I don't think there is any way to accomplish this. When the IP packet goes via the first router the host's MAC information is lost (as you know MAC is only used in ethernet layer). If the router most close to your PC was capable of telling the remote MAC code to you, again it would only see the MAC of the next router between your PC and the "other end".
Start sacrificing.
There's no general way to do this in terms of the network unless you have no routers involved. With a router involved, you will never see the MAC address of the originating system.
This assumes that the originating system only ever has a single network interface, so has only a single MAC address.
In fact, are you even sure that your "magic packet" (whatever that is) will reach the system you want it to reach, through the routers? That sounds like a function the routers or other network infrastructure should be performing.
Mac address is only used on network segments, and is lost at each hop. Only IP is preserved for end-to-end - and even then the from ip address is rewritten when Natted. I guess my answer is, not possible unless everything is on the same network segment, or your routers are set up for proxy arp (which is not really realistic).
You can only get MAC entries in the ARP table for machines on the same network. If you connect to a machine via a router then you will only see the routers MAC address in the ARP table. So there is no way of knowing the foreign host’s MAC address unless it's a host on the same network (no routers involved).
And by the way there are many similar question already on SO.
if it's a windows system you can use NBTSTAT -A
this will return the netbios info and the IP is there
any Management system like SMS or Altiris will have this info
The DHCP server is a good idea
If it's local you can ping it and then quickly run ARP -a
look for the IP and the MAC will be there.
you might need to write a small batch file.
if you have access to the PC you can use WMI to access the info for the Nic with DHCP.
As said above we can get mac address from a known IP address if that host is in the same subnet.

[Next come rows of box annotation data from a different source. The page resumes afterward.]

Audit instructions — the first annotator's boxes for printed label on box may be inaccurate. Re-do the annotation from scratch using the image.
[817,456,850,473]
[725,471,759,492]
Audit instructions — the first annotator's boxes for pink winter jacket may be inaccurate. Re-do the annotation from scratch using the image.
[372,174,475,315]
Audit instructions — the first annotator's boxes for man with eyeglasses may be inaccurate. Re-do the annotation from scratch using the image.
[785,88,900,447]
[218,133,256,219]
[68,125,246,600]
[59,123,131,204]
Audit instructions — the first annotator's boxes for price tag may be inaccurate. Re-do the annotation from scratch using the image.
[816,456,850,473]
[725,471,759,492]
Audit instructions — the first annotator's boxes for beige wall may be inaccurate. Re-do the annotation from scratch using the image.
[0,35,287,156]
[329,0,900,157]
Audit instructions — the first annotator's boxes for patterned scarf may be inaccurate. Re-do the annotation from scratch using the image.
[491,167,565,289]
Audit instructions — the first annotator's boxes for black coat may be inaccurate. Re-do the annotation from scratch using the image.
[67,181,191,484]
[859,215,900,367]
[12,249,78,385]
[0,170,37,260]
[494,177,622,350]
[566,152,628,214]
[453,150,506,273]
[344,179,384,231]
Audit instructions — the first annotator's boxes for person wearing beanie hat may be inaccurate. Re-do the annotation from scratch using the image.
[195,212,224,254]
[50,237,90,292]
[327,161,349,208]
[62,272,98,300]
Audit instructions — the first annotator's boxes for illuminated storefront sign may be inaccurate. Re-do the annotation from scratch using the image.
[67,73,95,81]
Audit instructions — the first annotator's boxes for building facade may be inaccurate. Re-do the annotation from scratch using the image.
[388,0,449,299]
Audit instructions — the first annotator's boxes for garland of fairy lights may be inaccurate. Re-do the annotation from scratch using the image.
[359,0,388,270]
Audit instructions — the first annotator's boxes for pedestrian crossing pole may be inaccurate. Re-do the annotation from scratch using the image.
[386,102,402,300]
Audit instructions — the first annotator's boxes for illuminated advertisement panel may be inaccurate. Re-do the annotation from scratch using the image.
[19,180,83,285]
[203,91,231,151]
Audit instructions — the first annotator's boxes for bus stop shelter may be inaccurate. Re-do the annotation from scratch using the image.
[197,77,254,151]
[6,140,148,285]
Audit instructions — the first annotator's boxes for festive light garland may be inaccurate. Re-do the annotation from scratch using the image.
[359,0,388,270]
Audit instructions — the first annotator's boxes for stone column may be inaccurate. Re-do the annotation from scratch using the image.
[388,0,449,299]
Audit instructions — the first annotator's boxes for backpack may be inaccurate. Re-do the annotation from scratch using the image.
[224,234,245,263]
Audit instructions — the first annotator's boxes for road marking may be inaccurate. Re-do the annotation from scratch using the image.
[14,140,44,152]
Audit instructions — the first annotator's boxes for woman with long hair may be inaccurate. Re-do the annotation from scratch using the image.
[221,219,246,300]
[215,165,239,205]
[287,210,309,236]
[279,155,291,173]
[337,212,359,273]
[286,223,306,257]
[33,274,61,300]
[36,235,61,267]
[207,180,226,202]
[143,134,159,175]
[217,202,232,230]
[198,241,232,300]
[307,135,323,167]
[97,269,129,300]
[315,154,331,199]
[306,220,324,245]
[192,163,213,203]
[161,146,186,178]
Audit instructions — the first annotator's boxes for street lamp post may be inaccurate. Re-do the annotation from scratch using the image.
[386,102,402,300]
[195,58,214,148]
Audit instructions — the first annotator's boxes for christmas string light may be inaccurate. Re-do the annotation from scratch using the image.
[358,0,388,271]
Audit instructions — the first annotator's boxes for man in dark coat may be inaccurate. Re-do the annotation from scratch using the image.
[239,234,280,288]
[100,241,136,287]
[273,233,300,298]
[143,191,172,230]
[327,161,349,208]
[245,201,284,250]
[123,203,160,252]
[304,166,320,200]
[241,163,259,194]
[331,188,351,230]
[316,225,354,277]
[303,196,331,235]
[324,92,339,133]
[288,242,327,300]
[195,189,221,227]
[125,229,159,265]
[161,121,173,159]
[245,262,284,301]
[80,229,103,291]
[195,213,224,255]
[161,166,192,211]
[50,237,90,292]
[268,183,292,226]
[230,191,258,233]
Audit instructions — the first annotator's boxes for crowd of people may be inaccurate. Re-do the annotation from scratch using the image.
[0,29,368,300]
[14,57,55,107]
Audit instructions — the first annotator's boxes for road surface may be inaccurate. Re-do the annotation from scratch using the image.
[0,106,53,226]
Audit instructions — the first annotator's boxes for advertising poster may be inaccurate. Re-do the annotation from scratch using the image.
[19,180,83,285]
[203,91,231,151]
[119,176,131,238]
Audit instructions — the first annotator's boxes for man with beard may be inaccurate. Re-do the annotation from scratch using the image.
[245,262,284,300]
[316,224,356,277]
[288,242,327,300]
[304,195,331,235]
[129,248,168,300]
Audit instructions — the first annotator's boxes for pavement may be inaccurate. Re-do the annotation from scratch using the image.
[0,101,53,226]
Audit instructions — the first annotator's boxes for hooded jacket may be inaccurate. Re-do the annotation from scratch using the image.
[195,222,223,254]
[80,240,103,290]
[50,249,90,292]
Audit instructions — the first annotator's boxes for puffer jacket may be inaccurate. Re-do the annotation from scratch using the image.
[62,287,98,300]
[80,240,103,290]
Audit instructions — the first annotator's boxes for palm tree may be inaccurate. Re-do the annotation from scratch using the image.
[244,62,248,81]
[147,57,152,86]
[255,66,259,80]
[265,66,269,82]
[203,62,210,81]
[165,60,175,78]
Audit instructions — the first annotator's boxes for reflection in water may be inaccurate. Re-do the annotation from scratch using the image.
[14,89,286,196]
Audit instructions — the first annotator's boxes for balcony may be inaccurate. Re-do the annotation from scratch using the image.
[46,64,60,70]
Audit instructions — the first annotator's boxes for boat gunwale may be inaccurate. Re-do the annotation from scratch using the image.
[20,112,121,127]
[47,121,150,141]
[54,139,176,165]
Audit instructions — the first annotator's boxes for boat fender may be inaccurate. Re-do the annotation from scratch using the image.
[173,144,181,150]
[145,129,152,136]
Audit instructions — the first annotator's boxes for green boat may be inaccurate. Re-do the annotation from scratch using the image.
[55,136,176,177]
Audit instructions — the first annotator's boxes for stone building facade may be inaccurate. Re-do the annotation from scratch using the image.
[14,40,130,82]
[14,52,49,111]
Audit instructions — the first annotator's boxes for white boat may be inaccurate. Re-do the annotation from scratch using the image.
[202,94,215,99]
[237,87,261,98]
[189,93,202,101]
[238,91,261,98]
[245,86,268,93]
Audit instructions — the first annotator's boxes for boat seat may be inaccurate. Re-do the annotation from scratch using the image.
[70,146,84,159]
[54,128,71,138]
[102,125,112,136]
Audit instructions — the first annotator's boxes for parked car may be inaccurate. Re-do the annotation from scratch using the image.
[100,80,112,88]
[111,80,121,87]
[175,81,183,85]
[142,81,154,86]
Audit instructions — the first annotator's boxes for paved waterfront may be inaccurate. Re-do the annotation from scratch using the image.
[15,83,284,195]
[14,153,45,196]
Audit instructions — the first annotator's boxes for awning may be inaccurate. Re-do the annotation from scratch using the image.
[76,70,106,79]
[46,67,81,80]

First ping that ip; then look at arp -a | grep and parse the string on nix* to get mac address.
We can issue system command from all programming languages standard API's and can parse the output to get mac address.Java api can ping an IP but I am not sure if we parse the ping output(some library can do it).
It would be better to avoid issuing system command and find an alternative solution as it is not really Platform Independent way of doing it.